- Location: Northern Administration District, Saskatchewan
- Coordinates: 56°24′35″N 108°03′13″W﻿ / ﻿56.4097°N 108.0537°W
- Type: Glacial lake
- Part of: Churchill River drainage basin
- Primary inflows: Wanasin River
- Primary outflows: Simonds Channel
- Catchment area: 4,921 km^{2} (1,900 sq mi)
- Basin countries: Canada
- Surface area: 516 km^{2} (199 sq mi)
- Average depth: 5.5 m (18 ft)
- Max. depth: 19 m (62 ft)
- Water volume: 2,180,000 dam^{3} (1,770,000 acre⋅ft)
- Shore length^{1}: 424 km (263 mi)
- Surface elevation: 421 m (1,381 ft)
- Frozen: Nov—May
- Islands: Pinaskau Island; Wapiskaw Island; Waskwei Island;
- Settlements: None

= Frobisher Lake =

Lake in Saskatchewan, Canada

Frobisher Lake is a large, irregularly shaped glacial lake in the northern part of the Canadian province of Saskatchewan. It is situated between Turnor Lake and Churchill Lake in the Churchill River drainage basin about 59 km north-northeast of Buffalo Narrows.

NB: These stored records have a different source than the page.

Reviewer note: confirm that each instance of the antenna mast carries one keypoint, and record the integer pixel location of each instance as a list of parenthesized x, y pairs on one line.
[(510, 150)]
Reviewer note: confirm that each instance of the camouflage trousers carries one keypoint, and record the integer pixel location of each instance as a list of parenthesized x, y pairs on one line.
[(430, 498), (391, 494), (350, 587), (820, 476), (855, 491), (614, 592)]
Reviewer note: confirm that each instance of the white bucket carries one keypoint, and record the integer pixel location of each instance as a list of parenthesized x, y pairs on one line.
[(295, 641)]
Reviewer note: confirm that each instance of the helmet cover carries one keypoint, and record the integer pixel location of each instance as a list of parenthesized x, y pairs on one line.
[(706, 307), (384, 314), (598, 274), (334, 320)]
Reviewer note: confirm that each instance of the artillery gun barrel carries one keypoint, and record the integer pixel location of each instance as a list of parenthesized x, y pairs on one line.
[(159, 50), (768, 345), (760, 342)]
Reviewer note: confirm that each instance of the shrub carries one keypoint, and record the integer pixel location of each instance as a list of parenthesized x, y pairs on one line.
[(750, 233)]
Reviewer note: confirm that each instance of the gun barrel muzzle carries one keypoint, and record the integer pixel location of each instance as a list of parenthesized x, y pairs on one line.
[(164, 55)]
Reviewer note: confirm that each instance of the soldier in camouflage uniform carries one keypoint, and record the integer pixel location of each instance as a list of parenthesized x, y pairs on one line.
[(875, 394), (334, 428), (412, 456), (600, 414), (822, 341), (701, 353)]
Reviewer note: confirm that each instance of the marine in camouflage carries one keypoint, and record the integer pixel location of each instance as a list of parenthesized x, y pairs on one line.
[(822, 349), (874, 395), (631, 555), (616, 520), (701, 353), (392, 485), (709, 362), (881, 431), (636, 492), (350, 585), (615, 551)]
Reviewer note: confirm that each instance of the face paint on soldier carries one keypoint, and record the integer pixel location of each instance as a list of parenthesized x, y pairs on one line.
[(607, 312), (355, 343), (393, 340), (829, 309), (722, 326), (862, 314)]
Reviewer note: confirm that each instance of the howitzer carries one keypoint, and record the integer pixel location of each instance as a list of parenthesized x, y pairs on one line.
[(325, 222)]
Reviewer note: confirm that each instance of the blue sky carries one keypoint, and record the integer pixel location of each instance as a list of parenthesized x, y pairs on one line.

There are no permanent settlements on Frobisher Lake — only an outfitters with four cabins. The closest community is Turnor Lake, which is accessed by Highway 909. From Turnor Lake, road access (Road 909) was built to Frobisher Lake.

== Description ==
Frobisher Lake is part of the Churchill River drainage basin. Its main inflow is from Turnor Lake via the short Wanasin River and its outflow is through Simonds Channel, which connects it to Churchill Lake. Pinaskau, Wapiskaw, and Waskwei are the largest of many islands on the lake. The freezing period of the lake is from November to May.

== Fish species ==
Fish species commonly found in Frobisher Lake include walleye, sauger, yellow perch, northern pike, lake trout, lake whitefish, cisco, white sucker, longnose sucker, and burbot.